Filter duplicate and non-existing entries from tag files

It would be very useful, if duplicate or invalid entries from tag files could 
be skipped automatically (with `:ts`, `:tj` etc).

I often have a "tags" file in a subdirectory, and another one above it, e.g. 
from running "ctags -R" not only on the top level.
Additionally I also use global tags file, which are meant to be used in 
multiple projects.

Therefore the same tags might be defined multiple times.

While it's often only listed twice (in case this happens), this is especially 
annoying, because it triggers the code path to select the entry - although both 
result in the same jump.

I am (usually) using `g<C-]>` to jump to tags (mapped to `<f2>`).

My default setting for `tags` is:

    tags=./tags;/,~/src/tags.global,~/.vimtags

Apart from consolidating duplicate entries (where only the path differs), it 
would be useful to maybe also skip invalid entries, where the path does not 
exist (anymore).

The relevant code is/starts here:
https://github.com/vim-jp/vim/blob/master/src/tag.c#L597-621

It might be rather trivial to check for this at the beginning of the loop, by 
keeping a list of already displayed tags in a new list (with the absolute 
path), and then skipping additional entries.
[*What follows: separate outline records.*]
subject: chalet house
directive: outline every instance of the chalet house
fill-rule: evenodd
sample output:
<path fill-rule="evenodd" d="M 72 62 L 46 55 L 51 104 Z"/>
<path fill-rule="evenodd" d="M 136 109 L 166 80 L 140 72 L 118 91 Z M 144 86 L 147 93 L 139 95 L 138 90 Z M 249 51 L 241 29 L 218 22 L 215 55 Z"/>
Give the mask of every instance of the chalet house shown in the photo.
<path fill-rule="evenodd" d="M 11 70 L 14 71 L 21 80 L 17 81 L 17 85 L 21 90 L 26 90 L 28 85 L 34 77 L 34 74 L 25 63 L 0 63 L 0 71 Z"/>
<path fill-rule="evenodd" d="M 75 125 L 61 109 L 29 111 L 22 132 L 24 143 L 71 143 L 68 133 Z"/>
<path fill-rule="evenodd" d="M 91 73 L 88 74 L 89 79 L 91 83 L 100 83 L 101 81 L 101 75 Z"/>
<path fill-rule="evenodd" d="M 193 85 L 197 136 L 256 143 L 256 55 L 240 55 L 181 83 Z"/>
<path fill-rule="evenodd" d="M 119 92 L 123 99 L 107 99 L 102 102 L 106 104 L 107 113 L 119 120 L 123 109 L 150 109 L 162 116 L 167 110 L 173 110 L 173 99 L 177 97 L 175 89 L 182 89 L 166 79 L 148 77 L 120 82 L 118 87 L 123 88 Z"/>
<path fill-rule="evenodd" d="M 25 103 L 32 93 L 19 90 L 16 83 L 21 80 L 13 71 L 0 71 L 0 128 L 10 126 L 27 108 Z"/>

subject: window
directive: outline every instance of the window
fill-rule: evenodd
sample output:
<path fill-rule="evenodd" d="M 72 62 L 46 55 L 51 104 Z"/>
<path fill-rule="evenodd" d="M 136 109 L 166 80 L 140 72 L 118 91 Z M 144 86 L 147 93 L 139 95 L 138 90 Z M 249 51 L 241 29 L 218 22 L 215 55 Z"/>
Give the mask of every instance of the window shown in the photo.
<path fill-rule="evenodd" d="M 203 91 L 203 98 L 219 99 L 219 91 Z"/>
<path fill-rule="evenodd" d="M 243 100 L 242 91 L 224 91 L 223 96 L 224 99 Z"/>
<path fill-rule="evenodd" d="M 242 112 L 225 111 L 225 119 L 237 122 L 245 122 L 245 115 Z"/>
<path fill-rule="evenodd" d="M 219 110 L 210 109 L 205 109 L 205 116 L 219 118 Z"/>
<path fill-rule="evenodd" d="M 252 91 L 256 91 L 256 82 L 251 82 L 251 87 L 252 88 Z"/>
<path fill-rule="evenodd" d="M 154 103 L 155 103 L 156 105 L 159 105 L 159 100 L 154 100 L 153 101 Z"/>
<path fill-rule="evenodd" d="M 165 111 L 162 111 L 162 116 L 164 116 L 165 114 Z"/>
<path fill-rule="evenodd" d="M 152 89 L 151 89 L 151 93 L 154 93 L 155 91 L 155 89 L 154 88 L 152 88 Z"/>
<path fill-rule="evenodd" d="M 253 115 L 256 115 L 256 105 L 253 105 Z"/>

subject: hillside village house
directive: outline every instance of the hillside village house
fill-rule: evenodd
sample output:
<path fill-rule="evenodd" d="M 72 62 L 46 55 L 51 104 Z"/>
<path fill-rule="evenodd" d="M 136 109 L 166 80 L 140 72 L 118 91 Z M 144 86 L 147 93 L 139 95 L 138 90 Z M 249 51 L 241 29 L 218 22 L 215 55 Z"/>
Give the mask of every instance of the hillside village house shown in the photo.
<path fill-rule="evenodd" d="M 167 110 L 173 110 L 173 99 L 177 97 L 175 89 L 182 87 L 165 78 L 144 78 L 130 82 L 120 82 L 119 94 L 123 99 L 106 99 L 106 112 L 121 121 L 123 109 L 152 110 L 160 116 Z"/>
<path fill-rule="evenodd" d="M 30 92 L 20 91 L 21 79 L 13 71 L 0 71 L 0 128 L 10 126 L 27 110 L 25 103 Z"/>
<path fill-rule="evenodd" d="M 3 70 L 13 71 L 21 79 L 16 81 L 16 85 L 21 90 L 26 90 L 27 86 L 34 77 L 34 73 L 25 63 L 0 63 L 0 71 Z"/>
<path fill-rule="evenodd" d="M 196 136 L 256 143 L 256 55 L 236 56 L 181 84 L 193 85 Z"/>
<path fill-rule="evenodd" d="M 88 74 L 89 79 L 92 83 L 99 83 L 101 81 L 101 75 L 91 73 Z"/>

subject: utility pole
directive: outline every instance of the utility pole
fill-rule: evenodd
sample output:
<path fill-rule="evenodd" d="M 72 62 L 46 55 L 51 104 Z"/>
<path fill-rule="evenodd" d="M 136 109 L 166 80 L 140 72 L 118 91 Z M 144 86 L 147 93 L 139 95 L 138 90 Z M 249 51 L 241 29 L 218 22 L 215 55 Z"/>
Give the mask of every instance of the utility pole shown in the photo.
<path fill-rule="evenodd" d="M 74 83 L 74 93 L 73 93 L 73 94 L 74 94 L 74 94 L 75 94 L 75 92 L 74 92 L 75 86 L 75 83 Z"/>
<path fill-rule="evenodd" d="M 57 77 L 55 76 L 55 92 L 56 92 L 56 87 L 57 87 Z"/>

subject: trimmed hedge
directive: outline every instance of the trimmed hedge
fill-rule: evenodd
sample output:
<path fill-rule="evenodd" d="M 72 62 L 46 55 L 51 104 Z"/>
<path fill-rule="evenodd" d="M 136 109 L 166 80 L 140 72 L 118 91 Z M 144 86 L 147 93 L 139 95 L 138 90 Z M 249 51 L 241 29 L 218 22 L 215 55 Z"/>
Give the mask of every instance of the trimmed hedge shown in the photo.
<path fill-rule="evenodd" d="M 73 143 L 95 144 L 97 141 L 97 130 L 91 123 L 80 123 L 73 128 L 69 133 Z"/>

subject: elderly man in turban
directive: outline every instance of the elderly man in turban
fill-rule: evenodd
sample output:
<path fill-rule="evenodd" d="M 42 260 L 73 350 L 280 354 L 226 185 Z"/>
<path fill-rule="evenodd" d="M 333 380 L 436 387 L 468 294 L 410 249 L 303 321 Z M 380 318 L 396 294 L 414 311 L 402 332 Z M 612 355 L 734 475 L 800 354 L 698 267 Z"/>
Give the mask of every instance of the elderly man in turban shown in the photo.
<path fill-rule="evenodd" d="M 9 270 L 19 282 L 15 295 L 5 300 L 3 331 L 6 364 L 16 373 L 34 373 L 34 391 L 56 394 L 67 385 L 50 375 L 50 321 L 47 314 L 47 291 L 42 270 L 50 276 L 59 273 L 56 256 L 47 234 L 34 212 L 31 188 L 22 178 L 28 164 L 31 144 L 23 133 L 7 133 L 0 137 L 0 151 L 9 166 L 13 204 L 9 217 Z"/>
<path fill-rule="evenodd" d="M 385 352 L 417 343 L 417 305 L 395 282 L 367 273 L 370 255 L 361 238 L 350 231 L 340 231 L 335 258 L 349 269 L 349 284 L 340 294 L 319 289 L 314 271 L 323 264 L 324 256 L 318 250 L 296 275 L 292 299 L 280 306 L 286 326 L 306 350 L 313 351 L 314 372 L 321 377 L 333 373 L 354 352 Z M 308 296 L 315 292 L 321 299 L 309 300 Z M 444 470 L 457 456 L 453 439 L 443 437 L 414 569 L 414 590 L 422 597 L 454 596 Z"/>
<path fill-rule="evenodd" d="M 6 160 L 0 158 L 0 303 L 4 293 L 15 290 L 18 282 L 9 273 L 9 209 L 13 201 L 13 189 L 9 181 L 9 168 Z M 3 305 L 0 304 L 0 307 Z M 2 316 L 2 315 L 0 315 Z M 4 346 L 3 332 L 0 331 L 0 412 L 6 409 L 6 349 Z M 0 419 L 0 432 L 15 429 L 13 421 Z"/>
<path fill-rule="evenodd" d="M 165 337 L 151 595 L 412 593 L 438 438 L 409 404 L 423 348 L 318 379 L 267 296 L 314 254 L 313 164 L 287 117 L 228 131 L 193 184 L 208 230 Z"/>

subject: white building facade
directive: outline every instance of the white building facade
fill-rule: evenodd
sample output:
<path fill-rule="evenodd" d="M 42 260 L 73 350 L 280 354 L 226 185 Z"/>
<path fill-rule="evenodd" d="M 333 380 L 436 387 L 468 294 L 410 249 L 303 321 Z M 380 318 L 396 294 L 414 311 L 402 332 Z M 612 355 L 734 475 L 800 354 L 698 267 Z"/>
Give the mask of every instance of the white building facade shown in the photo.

Here is a first shot at a patch to skip tags in non-existing files:

    diff --git i/src/tag.c w/src/tag.c
    index ba42f15..5fa9862 100644
    --- i/src/tag.c
    +++ w/src/tag.c
    @@ -618,6 +618,18 @@ do_tag(tag, type, count, forceit, verbose)
                    for (i = 0; i < num_matches && !got_int; ++i)
                    {
                        parse_match(matches[i], &tagp);
    +
    +                   /* Skip non-existing entries. */
    +                   struct stat st;
    +                   p = tag_full_fname(&tagp);
    +                   if (mch_stat((char *)p, &st) < 0) {
    +
    +                       for (k = i; k < num_matches; k++)
    +                           matches[k] = matches[k + 1];
    +                       num_matches--;
    +                       continue;
    +                   }
    +
                        if (!new_tag && (
     #if defined(FEAT_WINDOWS) && defined(FEAT_QUICKFIX)
                                    (g_do_tagpreview != 0
    @@ -770,7 +782,8 @@ do_tag(tag, type, count, forceit, verbose)
                    }
                    if (got_int)
                        got_int = FALSE;    /* only stop the listing */
    -               ask_for_selection = TRUE;
    +
    +               ask_for_selection = (type == DT_SELECT) || (num_matches > 1);
                }
     #if defined(FEAT_QUICKFIX) && defined(FEAT_EVAL)
                else if (type == DT_LTAG)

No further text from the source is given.